Where our system falls short
The issue of financial disclosure for parliamentarians has concerned me for years, Mr Acting Editor. There has always been this nagging feeling that the requirement for disclosure has been honoured more in the breach than in the application. The reason? It is simply not policed like it should be.
The general principle that there ought to be disclosure was established clearly in the Bermuda Constitution Order 1968. Candidates for either House, upper and lower, are required to disclose any interest in they have in a Government contract by way of a notice in the Official Gazette, published seven days before nomination for a wannabe MP or seven days before appointment for a could-be Senator.
There is also a continuing, further requirement for disclosure where an interest in a Government contract is acquired after election or appointment.
But that’s just the starting point.
As the Constitution Order also provides, the nature of those interests which must be disclosed are further refined by legislation: the Legislature (Qualification and Disqualification) Act 1968.
In a nutshell, disclosure is only required if the politician (a) is an officer and holder of a minimum ten percent of shares in the company; or (b) is beneficial owner of at least 50 percent of the shares. Incidentally, the Act also allows for exemptions from disclosure — and there are a number; one, for example, where the politician is the partner, agent or employee of the person who does have a qualifying interest.
There is a penalty for failing to comply. Election/selection can be challenged in the Supreme Court and challenge can be made an aggrieved voter or a defeated candidate or the Attorney General.
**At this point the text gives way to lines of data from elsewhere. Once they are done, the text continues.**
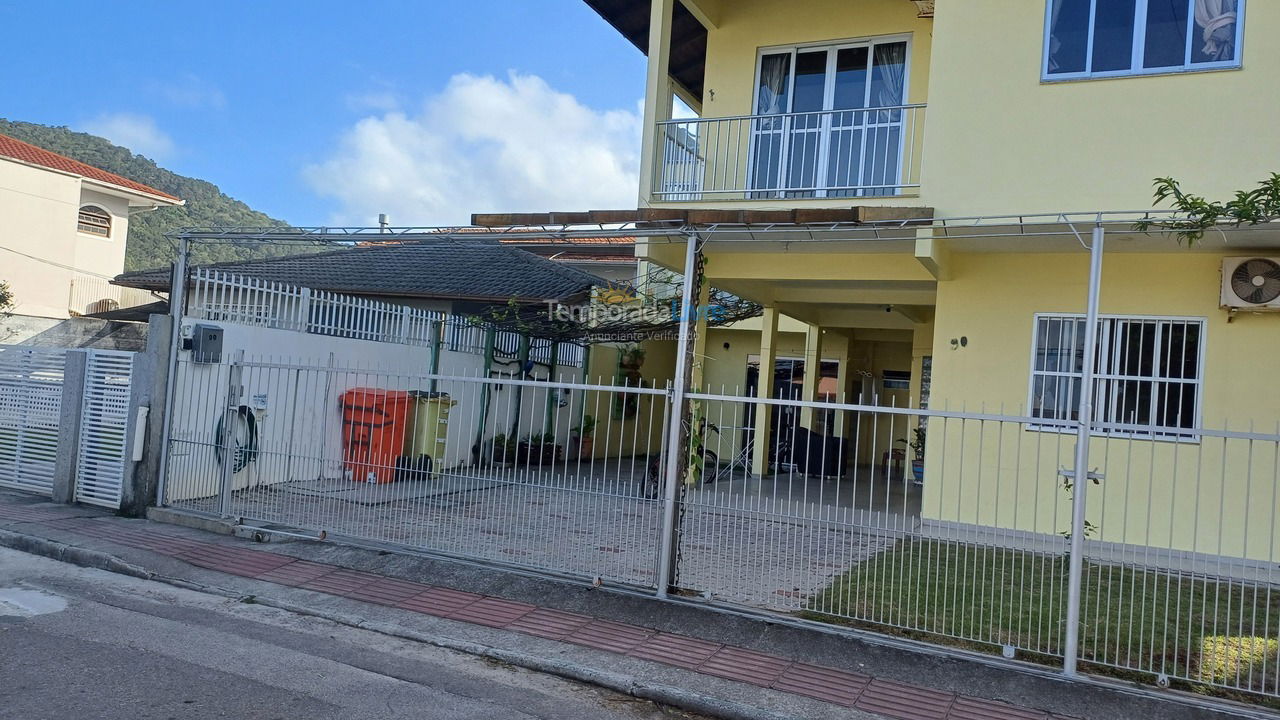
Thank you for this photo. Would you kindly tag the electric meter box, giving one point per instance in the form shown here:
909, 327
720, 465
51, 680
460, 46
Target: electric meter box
206, 343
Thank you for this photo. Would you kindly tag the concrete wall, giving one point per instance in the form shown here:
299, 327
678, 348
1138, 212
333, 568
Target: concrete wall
999, 140
1206, 495
39, 210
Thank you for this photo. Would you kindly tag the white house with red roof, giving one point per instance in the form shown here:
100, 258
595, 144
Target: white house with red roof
63, 229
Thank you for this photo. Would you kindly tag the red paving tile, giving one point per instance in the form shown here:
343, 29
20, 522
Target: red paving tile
493, 611
745, 665
974, 709
905, 702
676, 650
828, 684
613, 637
341, 582
245, 563
822, 683
552, 624
388, 591
439, 601
296, 573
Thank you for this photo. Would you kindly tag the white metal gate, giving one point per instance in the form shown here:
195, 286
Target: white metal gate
31, 397
104, 428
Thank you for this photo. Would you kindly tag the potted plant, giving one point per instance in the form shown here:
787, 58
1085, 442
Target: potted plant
580, 437
540, 450
631, 358
917, 445
502, 450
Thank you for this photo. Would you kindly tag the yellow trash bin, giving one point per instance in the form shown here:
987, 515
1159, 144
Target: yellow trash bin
428, 434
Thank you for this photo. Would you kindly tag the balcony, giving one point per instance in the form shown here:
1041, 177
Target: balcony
831, 154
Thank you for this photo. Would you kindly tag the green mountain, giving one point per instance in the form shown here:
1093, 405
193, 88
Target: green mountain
149, 247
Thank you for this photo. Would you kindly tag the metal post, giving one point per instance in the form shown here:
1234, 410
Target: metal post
231, 410
552, 393
177, 304
489, 337
1075, 560
675, 425
437, 346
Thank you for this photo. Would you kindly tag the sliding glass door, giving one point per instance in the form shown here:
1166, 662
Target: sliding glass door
817, 133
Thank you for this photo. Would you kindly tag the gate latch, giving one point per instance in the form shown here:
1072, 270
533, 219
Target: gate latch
1092, 474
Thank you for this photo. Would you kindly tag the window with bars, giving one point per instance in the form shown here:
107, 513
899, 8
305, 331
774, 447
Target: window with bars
1147, 372
94, 220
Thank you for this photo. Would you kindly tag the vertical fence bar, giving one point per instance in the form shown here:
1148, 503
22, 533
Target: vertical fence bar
177, 300
1084, 427
227, 438
675, 429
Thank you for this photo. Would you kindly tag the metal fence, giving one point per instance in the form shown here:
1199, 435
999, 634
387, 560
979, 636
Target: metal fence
31, 399
472, 466
832, 511
229, 297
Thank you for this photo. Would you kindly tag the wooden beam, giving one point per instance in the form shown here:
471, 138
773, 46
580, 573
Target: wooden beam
882, 214
711, 217
570, 218
499, 219
613, 215
659, 214
935, 255
768, 217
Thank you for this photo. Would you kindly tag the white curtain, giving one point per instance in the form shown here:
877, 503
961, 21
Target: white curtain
773, 85
1054, 42
890, 71
1217, 22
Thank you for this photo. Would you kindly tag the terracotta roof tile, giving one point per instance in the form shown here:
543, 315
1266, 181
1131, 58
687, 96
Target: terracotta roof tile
27, 153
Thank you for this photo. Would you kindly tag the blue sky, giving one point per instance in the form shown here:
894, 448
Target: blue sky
329, 112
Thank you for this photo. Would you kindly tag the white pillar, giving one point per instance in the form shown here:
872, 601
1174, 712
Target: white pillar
764, 388
657, 92
1080, 479
812, 372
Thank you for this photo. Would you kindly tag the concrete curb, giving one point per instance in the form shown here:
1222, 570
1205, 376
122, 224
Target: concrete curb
621, 683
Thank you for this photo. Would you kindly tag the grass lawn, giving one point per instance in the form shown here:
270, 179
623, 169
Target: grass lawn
1205, 630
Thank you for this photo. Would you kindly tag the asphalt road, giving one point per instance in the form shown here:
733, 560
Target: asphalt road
86, 643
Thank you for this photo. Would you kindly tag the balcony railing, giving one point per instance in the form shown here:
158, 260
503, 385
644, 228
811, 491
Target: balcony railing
864, 153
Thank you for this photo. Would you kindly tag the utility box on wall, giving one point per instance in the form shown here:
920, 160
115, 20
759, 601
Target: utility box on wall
206, 343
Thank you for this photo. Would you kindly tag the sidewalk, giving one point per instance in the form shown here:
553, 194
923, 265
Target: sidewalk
677, 654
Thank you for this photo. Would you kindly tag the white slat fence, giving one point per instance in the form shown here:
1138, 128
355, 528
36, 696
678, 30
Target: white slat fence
31, 395
101, 455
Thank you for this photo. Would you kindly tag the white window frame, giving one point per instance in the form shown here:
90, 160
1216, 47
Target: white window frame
109, 224
832, 48
1110, 425
1139, 40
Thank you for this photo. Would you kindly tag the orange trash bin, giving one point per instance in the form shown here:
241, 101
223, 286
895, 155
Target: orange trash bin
373, 432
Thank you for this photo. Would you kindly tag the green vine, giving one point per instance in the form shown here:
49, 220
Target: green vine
1197, 214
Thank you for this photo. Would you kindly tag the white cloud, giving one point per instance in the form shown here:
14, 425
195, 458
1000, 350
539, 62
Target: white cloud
483, 145
379, 101
136, 132
191, 91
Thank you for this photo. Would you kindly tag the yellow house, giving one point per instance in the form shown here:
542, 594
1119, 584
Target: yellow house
63, 231
909, 190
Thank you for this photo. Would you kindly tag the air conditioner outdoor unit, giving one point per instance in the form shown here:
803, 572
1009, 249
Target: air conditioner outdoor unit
1251, 283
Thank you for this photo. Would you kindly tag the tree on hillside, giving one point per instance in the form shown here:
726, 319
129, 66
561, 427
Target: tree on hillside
147, 245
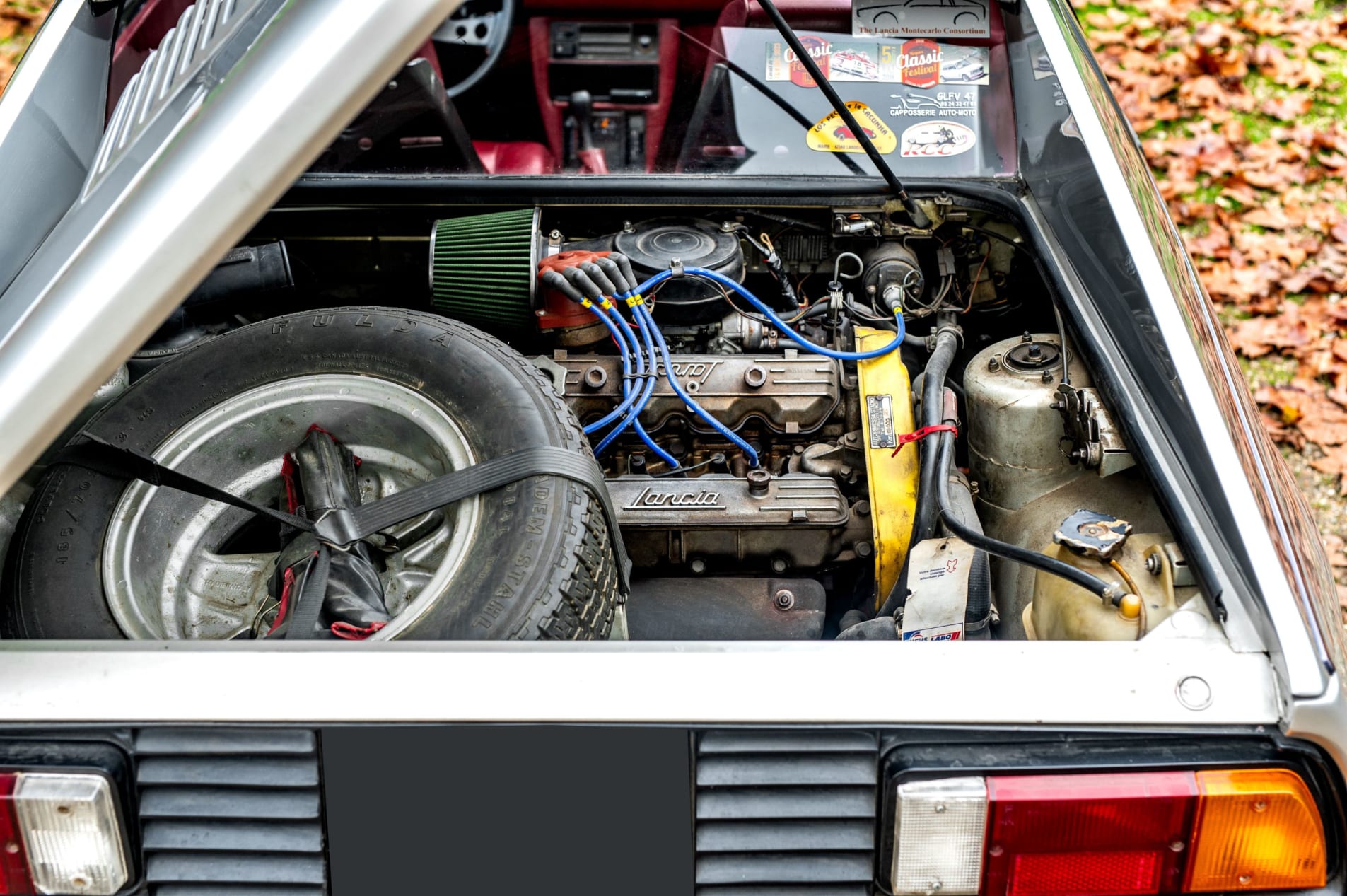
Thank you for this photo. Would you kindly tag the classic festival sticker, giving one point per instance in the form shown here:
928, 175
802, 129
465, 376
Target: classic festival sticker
833, 134
936, 139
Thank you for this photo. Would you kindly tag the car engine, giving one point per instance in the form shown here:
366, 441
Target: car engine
768, 392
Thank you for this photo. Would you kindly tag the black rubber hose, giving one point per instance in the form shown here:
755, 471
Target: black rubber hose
1015, 553
933, 414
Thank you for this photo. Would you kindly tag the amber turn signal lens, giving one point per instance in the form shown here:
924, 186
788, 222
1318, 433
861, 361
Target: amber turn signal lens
1256, 829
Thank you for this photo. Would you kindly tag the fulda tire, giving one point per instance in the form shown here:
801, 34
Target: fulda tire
538, 561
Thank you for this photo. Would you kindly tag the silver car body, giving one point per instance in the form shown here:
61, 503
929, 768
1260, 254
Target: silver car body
127, 254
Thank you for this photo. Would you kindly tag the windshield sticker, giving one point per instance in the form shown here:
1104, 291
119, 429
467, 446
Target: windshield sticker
921, 19
833, 135
936, 139
943, 104
918, 64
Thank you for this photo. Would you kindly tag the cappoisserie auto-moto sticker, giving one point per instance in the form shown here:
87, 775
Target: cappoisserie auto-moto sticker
936, 141
918, 64
833, 134
940, 104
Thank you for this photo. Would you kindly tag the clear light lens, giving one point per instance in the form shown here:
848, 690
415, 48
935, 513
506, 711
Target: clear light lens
71, 833
939, 833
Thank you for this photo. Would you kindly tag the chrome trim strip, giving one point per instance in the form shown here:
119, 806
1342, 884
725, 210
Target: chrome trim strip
123, 259
1302, 651
733, 682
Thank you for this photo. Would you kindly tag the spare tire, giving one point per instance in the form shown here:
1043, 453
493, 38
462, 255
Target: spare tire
412, 395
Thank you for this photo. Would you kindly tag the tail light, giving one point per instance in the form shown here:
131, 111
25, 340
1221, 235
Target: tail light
59, 834
1113, 834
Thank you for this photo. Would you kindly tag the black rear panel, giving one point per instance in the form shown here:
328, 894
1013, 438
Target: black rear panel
508, 809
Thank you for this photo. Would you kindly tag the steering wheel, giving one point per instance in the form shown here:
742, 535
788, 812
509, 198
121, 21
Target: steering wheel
470, 26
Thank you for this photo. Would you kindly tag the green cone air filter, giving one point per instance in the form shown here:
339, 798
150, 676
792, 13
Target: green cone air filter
482, 269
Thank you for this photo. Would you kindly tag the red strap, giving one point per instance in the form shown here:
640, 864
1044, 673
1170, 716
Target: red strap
921, 434
349, 632
287, 583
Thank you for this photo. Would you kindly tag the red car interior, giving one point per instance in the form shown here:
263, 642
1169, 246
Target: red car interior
636, 76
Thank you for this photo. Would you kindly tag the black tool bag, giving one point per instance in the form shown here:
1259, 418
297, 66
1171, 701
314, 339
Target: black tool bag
327, 578
321, 477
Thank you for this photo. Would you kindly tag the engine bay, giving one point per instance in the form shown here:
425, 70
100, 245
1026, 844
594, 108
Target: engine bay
811, 421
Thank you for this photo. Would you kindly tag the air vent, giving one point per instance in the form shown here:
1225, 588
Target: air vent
226, 810
786, 813
187, 46
604, 41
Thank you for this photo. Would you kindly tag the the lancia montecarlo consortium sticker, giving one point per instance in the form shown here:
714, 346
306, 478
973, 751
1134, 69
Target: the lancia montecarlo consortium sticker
834, 135
936, 139
918, 62
921, 19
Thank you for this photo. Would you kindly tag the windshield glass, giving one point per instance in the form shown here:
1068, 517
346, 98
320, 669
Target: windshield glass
706, 89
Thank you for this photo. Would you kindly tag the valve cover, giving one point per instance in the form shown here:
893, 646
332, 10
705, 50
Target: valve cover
790, 394
798, 518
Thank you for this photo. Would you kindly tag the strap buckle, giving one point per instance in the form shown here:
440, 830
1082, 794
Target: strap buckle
337, 528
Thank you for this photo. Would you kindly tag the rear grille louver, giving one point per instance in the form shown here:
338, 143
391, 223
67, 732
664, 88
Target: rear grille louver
169, 68
786, 813
231, 811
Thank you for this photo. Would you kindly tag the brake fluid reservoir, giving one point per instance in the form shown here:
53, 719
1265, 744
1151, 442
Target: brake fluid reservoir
1066, 612
1015, 433
885, 414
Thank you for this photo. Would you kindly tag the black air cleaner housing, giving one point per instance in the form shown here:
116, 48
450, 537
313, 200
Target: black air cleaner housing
652, 245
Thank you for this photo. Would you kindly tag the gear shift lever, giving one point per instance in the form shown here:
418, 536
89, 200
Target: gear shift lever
592, 156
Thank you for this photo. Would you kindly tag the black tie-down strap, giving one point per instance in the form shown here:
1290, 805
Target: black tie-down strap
340, 528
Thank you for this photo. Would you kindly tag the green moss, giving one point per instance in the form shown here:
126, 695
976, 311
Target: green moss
1271, 369
1257, 127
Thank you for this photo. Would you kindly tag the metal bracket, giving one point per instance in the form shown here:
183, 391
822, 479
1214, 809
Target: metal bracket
1095, 441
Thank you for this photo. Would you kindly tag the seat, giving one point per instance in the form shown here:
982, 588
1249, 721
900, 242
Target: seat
515, 156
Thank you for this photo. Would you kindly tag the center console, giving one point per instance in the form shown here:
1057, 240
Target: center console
605, 85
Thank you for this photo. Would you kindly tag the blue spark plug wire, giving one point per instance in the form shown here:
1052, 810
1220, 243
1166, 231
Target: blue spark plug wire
632, 397
778, 322
647, 322
644, 391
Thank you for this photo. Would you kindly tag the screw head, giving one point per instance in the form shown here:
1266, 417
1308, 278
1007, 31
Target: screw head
1194, 693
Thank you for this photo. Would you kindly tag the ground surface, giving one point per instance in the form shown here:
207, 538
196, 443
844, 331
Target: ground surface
1242, 111
18, 21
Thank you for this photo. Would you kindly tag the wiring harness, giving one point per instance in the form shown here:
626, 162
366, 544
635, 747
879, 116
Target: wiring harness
605, 284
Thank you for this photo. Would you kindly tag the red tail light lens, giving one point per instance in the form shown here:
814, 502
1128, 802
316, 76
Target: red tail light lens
14, 864
1117, 834
1087, 834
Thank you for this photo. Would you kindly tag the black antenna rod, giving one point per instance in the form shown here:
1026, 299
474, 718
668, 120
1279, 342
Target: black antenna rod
919, 217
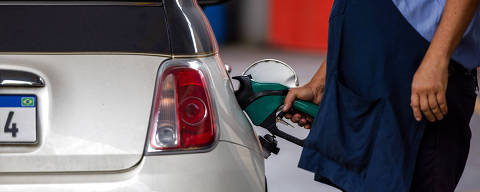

But going to court is a big jump, and an expensive one, to have to take. You might reasonably think that there ought to be someone responsible for ensuring compliance in the first place and investigating where it is suspected that there isn’t.
This is where the system falls down, in my view.
The Attorney General cannot be expected to take this on — particularly now that the appointment is political and the holder is principal legal adviser to the governing party.
The DPP? Not likely. His office focuses on prosecutions.
The Parliamentary Registrar? Not without change to the Election Act and to his investigative powers. The Speaker? I’m not so sure. He seems to have his hands full just making sure that members comply with the Register of Interests which, incidentally, remains voluntary and without any strong sanction — reasons for change here too.
The Auditor General? I hate to add to her office’s workload but this may be the most suitable arm to investigate and ensure compliance given its powers to review Government finances and contracts. Whichever: what is clear there needs to be an overhaul to assure there is compliance, that it is done and that it is seen to be done.
A 100-day assessment of a Government which has a five-year term has always seemed kind of silly to me, Mr Acting Editor, most especially this time around given the state of the economy and the state of the Government finances, both of which were inherited.
Fact is the new OBA Government may need the entire term to turn things around — if they’re lucky. On the other hand, we should expect the Opposition to challenge decisions made (or not) along the way and to point out broken promises.
That’s their job. But the extravagance of some of the political palaver the parties use seems so, well, over the top. Schoolyard politics, maybe; although to me those recent exchanges had all the panache of missives from Pyongyang.